Streaming Initial Render¶

Phase 1 (v0.6.1) — transport-layer chunked transfer, regex-split-after-render. Phase 2 PR-A (v0.9.0) — async render path; the shell chunk now flushes to the wire BEFORE get_context_data() runs (real TTFB win on ASGI). Phase 2 PR-B (v0.9.0) — {% live_render lazy=True %} opt-in lazy children. Phase 2 PR-C (v0.9.0) — asyncio.as_completed() parallel render across lazy children. v0.9.1 (#1145) — {% live_render lazy=True %} is now supported on the Rust template engine path. Production users on RustLiveView who opted into the faster Rust-rendered template engine can now use lazy children without falling back to the Django template engine. Behaviour is byte-for-byte identical between the two paths — the Rust handler delegates to the same Python implementation.

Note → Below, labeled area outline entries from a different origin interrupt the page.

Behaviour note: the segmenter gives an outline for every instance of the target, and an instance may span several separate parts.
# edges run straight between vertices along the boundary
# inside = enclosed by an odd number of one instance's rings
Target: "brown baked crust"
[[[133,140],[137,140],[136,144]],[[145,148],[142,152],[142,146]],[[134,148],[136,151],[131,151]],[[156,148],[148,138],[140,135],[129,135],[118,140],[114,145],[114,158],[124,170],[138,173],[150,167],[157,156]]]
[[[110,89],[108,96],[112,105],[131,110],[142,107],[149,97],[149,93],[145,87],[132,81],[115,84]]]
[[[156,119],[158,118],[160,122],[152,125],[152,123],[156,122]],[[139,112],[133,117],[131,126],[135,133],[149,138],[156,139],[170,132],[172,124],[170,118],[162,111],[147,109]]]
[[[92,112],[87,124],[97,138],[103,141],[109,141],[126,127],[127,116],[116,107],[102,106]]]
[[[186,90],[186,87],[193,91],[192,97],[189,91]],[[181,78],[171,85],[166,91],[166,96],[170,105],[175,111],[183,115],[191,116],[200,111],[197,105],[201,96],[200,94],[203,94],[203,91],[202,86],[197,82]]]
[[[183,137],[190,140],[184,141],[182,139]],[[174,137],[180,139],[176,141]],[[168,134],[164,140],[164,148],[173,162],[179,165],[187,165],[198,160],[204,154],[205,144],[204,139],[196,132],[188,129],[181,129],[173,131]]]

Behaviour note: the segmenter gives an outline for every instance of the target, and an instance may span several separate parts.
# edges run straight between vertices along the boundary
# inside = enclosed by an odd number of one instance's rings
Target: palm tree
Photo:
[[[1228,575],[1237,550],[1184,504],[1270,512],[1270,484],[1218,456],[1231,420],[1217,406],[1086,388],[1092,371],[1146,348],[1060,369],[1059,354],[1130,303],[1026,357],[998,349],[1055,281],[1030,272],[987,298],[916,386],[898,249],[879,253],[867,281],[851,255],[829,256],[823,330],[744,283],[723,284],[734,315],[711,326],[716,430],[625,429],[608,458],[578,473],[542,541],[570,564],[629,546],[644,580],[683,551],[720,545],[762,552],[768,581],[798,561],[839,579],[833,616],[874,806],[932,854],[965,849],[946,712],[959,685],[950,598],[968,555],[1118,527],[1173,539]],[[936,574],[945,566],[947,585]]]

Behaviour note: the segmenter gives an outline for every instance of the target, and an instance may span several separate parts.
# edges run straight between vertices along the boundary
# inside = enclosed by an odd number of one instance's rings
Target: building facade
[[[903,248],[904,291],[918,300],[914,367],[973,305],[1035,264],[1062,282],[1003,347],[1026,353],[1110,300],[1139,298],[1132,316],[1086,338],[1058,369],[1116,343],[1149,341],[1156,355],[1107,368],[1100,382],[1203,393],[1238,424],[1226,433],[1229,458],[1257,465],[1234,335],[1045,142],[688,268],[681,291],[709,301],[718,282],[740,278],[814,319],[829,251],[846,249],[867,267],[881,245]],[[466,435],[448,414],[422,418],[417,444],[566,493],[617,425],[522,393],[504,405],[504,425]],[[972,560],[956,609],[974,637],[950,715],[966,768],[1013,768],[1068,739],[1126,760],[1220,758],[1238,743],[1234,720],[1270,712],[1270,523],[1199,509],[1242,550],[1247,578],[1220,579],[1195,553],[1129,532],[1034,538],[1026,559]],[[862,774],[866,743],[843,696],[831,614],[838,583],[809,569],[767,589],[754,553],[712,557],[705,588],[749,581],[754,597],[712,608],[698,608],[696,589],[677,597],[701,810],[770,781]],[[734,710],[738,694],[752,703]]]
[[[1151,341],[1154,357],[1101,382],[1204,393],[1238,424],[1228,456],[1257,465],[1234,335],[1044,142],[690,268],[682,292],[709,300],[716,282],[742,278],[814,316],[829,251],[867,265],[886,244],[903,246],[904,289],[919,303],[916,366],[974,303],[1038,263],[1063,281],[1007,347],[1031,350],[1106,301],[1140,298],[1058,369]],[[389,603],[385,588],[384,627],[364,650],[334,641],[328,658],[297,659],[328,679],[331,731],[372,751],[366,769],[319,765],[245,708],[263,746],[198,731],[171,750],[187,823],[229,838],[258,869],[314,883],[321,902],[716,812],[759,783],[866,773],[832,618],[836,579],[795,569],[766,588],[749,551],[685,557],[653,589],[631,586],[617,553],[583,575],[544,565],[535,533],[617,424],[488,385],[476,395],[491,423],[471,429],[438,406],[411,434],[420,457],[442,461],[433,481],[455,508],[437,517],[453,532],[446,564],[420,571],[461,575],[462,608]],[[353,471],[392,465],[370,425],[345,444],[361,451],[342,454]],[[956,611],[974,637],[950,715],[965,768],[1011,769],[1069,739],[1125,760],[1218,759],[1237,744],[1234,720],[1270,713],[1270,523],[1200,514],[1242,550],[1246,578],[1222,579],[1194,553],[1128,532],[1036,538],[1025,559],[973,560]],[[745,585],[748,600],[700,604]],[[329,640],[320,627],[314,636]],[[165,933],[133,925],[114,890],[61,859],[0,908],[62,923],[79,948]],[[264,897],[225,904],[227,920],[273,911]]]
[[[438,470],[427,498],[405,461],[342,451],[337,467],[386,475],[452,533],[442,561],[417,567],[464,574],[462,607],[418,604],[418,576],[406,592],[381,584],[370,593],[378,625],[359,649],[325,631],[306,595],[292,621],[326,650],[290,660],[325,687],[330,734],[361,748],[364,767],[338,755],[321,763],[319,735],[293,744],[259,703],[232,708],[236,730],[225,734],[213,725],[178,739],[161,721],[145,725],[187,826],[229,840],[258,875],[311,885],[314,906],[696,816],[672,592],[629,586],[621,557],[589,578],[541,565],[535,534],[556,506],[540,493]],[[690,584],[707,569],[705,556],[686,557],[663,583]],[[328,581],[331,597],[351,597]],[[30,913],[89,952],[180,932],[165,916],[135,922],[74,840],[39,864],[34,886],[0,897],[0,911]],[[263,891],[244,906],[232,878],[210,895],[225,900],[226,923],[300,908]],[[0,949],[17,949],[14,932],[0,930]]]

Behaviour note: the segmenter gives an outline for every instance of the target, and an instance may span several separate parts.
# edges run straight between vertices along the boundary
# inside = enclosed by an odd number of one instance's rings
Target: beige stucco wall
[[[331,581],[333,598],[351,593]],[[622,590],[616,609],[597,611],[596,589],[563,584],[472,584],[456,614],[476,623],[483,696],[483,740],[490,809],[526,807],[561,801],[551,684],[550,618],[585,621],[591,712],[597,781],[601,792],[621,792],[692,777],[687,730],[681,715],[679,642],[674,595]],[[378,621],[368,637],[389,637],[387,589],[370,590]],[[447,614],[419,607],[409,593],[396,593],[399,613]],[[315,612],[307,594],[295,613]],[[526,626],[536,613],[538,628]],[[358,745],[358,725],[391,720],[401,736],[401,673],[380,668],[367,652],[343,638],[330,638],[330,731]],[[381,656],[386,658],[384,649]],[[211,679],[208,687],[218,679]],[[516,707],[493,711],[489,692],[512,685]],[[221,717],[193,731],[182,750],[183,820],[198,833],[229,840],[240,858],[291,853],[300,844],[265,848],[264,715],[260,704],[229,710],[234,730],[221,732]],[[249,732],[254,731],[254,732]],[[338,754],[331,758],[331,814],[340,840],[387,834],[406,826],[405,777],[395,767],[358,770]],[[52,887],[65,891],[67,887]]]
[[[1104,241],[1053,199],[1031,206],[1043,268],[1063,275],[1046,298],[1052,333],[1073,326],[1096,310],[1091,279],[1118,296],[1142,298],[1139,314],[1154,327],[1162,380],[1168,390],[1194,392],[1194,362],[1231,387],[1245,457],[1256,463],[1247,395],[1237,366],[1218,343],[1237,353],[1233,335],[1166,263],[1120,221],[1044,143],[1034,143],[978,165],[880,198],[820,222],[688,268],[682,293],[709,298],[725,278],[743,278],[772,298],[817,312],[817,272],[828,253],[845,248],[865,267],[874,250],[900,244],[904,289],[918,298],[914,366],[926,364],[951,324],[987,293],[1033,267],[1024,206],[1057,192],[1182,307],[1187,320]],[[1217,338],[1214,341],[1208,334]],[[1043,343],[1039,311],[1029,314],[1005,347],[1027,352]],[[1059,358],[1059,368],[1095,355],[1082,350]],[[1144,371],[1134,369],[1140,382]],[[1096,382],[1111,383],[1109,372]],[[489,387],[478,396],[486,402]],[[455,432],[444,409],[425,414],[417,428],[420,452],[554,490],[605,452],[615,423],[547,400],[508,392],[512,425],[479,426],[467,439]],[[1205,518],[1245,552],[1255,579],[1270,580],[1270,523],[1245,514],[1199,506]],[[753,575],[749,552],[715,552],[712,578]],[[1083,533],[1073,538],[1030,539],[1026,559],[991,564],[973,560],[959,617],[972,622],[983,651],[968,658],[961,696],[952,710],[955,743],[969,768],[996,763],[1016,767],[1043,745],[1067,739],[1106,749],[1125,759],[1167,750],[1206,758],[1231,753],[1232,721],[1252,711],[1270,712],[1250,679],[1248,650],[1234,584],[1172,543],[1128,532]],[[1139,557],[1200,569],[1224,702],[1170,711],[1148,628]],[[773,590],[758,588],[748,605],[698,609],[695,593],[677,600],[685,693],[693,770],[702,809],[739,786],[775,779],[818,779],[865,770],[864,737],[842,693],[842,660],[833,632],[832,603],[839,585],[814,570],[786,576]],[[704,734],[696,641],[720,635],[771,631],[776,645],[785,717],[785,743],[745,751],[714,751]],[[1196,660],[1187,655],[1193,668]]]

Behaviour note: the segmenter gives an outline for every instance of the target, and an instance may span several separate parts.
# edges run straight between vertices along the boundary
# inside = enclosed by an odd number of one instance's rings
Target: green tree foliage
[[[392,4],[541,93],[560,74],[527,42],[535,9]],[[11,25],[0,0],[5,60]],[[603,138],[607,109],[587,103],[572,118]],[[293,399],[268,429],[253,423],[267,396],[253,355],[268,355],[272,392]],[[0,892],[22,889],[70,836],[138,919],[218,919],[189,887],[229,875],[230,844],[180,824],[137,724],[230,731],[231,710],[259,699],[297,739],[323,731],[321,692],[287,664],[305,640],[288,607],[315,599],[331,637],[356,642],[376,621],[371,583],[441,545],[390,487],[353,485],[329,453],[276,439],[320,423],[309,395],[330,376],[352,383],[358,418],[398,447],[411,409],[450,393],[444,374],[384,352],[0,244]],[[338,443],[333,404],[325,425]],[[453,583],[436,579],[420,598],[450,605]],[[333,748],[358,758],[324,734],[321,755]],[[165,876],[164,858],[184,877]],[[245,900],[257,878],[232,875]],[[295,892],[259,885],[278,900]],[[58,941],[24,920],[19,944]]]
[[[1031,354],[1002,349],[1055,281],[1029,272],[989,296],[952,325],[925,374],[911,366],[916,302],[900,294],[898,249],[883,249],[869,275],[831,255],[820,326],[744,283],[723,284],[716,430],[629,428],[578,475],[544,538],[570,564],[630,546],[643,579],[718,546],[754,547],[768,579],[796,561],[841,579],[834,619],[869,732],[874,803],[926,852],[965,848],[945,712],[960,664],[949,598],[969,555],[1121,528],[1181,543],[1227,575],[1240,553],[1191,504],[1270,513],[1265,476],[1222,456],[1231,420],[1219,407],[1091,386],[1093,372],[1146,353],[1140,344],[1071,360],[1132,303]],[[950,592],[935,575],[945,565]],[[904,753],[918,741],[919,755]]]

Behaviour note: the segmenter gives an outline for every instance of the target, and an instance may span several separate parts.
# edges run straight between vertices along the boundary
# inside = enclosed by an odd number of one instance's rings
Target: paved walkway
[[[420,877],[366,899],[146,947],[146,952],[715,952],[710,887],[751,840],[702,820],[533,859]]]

Honest Phase-1 vs Phase-2 caveat (closes retro #116)¶

The original v0.6.1 release notes called this feature "streaming initial render" but the shipped path was actually a regex-split applied to the already-fully-rendered HTML string. The chunks landed on the wire after the entire view had completed get_context_data() and template render. Time-to-first-byte was unchanged from HttpResponse. Phase 2 PR-A (v0.9.0, ADR-015) delivers the actual shell-flush-before-render semantic via async def aget() + python/djust/http_streaming.py's ChunkEmitter. Phase 1 is retained as the WSGI-deployment fallback — WSGI cannot push real chunks before the response is assembled, so on WSGI the user gets the cosmetic 3-chunk split with no TTFB win.

djust can return a LiveView page as an HTTP/1.1 chunked-transfer response instead of a single buffered response. On ASGI deployments running v0.9.0 or later, the browser receives the shell chunk (<!DOCTYPE> + <head> + <body> open) as soon as the parent view's template is parsed, not when it's fully rendered. Intermediate proxies that honor chunked encoding relay each chunk as it arrives.

Deployment requirements¶

• ASGI (Daphne, Uvicorn, Hypercorn) — full Phase-2 PR-A streaming. The shell chunk reaches the wire while body chunks are still being prepared by arender_chunks() on the same event loop.
• WSGI — falls back to Phase-1 cosmetic chunked response. The chunks are correct but TTFB is unchanged from non-streaming. aget() detects the missing event loop via _is_asgi_context() and routes to get() via sync_to_async.
• Reverse proxies — nginx default proxy_buffering on eats the TTFB win by buffering the entire response before relaying. To preserve Phase-2 streaming end-to-end:
• nginx: proxy_buffering off in the location block, OR set X-Accel-Buffering: no on the response (djust does not set this by default — add it via middleware if needed).
• Cloudflare: chunked transfer is supported; no extra config.
• AWS ALB / GCP LB: chunked transfer supported.

Foundation for lazy children (PR-B preview)¶

Phase 2 PR-B introduces {% live_render "..." lazy=True %} opt-in. The tag emits a <dj-lazy-slot> placeholder synchronously and registers a render thunk on parent._chunk_emitter. After the parent shell flushes, the emitter runs each thunk and emits a <template id="djl-fill-X"> chunk + inline <script> that the browser parses and the client uses to replaceWith the slot.

PR-A ships ONLY the foundation (aget(), ChunkEmitter, arender_chunks()). PR-B ships the user-facing lazy=True API. PR-C adds parallelization via asyncio.as_completed(). This split-foundation shape follows retro #1122.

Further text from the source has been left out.